The Philadelphia Inquirer? Not so much:
America deserves much more than an aspiring autocrat who ignores the law, is running to stay out of prison, and doesn’t care about anyone but himself.
The better angels of our nature demand it.
There is only one candidate — Kamala Harris — who will preserve, protect, and defend the Constitution of the United States from foreign and domestic enemies.
So help us, God.
Confronted as we are with what not to do, Anand Giridharadas at The Ink asks “our go-to messaging expert,” Anat Shenker-Osorio, to advise readers on how to fight the good fight. I’ll just list the bullets (with some light comments).
- Do: Run like you’re leading the winning team
- Don’t: Act like underdogs
- Do: Call out what you’re against
- Don’t: Feed what you’re fighting
This cuts across the grain of progressives who insist on proving to everyone how smart they are by refuting (with facts) whatever lies our opposition tells. It doesn’t work. It leaves Democrats fighting on the GOP’s turf and arguing they are GOP-lite. To soften up Trump’s support ASO suggests, “You have to run against your opposition and not against the people that your opposition reviles.”
- Do: Tell the bigger story on gender
- Don’t: Accept received wisdom on male voters
- Do: Sell the brownie, not the recipe
We’ve been on brownies plenty of times.
- Don’t: Forget the job of campaigning
Don’t forget that political races are not just contests of ideas, but contests of skills. Go hone your skills with campaigns where you are. See if your county committee has “game.” (Many don’t.) They want and need you.

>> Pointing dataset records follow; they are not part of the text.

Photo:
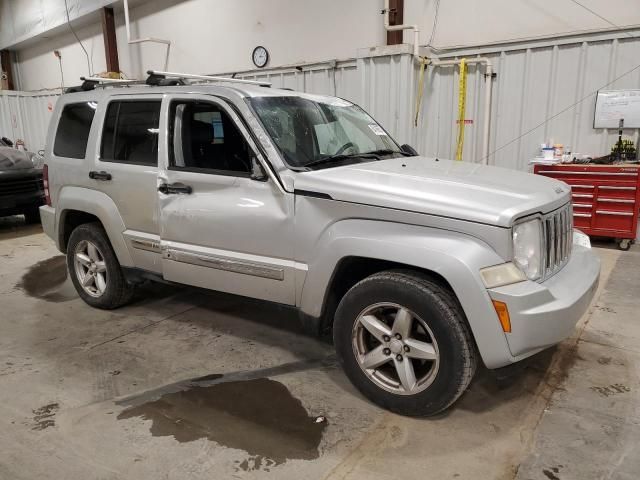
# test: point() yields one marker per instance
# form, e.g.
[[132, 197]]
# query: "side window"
[[203, 137], [130, 132], [73, 130]]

I recorded an abbreviated For The Win webinar on Tuesday for Illinois county chairs. “But they’re not a swing state,” a friend said. Why bother? Because they’re not a swing state. See all that red? How often do those less-populated rural counties covered in soybeans, corn, and wheat in not-a-swing-state see a presidential race set up shop there and show ’em how it’s done? Wanna guess?